Unionized school bus drivers in Georgia city continue strike, accusing company of unfair practices
School bus drivers are on strike in the northwest Georgia city of Dalton, leaving parents and school officials scrambling to take students to and from school.
Bus drivers began manning picket lines on Monday, attacking what they say are anti-union actions by First Student, the Cincinnati-based company that contracts with Dalton schools to run buses.
The district taught its 7,500 students online on Monday. On Tuesday and Wednesday, it held class in person but ran buses for only two of its 10 schools, where students were taking state-mandated tests. District officials asked parents to bring students to other schools. Beginning Thursday, the district plans to offer a limited number of drop-off sites in neighborhoods.

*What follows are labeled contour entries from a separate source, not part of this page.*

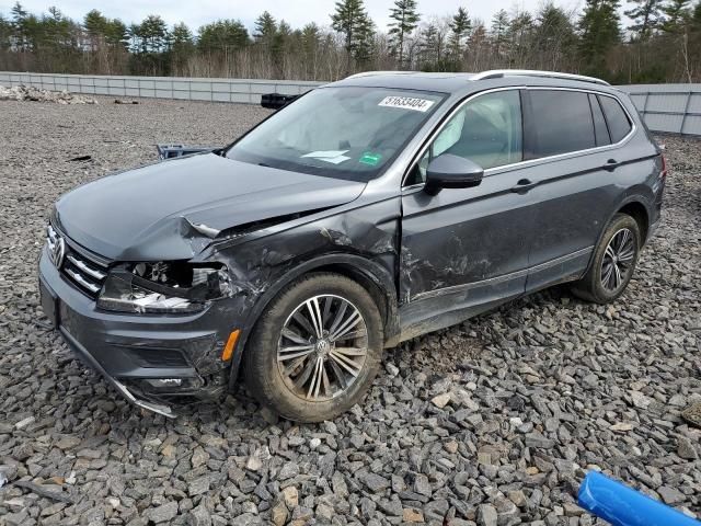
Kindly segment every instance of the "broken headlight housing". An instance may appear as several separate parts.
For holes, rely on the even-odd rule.
[[[230,290],[223,265],[127,263],[110,271],[97,307],[117,312],[192,313],[212,299],[229,296]]]

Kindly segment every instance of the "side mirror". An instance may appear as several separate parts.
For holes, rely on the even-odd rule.
[[[441,188],[470,188],[482,182],[484,169],[470,159],[444,153],[426,169],[426,193],[436,195]]]

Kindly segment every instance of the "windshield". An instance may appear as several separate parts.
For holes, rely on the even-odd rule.
[[[262,123],[227,152],[243,162],[369,181],[444,96],[386,88],[322,88]]]

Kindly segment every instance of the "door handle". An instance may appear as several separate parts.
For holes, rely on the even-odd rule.
[[[538,185],[538,181],[531,181],[530,179],[521,179],[516,183],[516,186],[512,188],[512,192],[516,194],[525,194],[530,188]]]
[[[606,164],[604,164],[601,168],[604,170],[608,170],[609,172],[612,172],[613,170],[616,170],[620,165],[621,165],[621,163],[618,162],[616,159],[609,159],[608,161],[606,161]]]

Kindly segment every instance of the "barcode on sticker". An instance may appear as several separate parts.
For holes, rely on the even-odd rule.
[[[426,112],[433,105],[434,101],[415,99],[413,96],[386,96],[378,104],[378,106],[403,107],[404,110],[414,110],[415,112]]]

Chris Crowe, vice president of Amalgamated Transit Union Local 1212, told the Chattanooga Times Free Press that 53 bus drivers in the district are members of the union, and as many as 40 were actively manning picket lines on Monday. First Student said 20 bus drivers had crossed picket lines and were driving buses with police protection.

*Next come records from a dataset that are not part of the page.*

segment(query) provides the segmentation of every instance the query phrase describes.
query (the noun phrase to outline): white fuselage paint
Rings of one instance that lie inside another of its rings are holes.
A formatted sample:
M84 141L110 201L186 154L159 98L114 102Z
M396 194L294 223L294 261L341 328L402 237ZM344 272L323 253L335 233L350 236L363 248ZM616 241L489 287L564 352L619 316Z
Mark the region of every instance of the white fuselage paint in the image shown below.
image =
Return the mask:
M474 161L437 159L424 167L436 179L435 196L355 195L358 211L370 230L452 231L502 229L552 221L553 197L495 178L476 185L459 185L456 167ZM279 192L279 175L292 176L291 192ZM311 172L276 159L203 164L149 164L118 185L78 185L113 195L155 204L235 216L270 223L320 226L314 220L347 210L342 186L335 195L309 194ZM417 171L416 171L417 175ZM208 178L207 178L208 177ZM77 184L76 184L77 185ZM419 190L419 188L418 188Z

The company and union have been bargaining over wages, vacation time and insurance. First Student on Monday called it "extremely unfortunate" that employees continue to strike amid bargaining.
It's illegal for public employees to bargain collectively or strike in Georgia, but those rules don't apply to drivers for private school bus companies.
The union filed legal charges with the National Labor Relations Board last week accusing First Student of breaking labor laws. Crowe said First Student illegally retaliated against drivers negotiating for the union. He also said First Student illegally told drivers they couldn't talk about the union at work and took down notices about the union from the bus drivers' bulletin board.
"Our drivers are dedicated to transporting the kids safely back and forth from their homes to school," Crowe told the Chattanooga newspaper. "They love their jobs and want to keep working but can't because they've been mistreated. They've got to take a stand for what's right."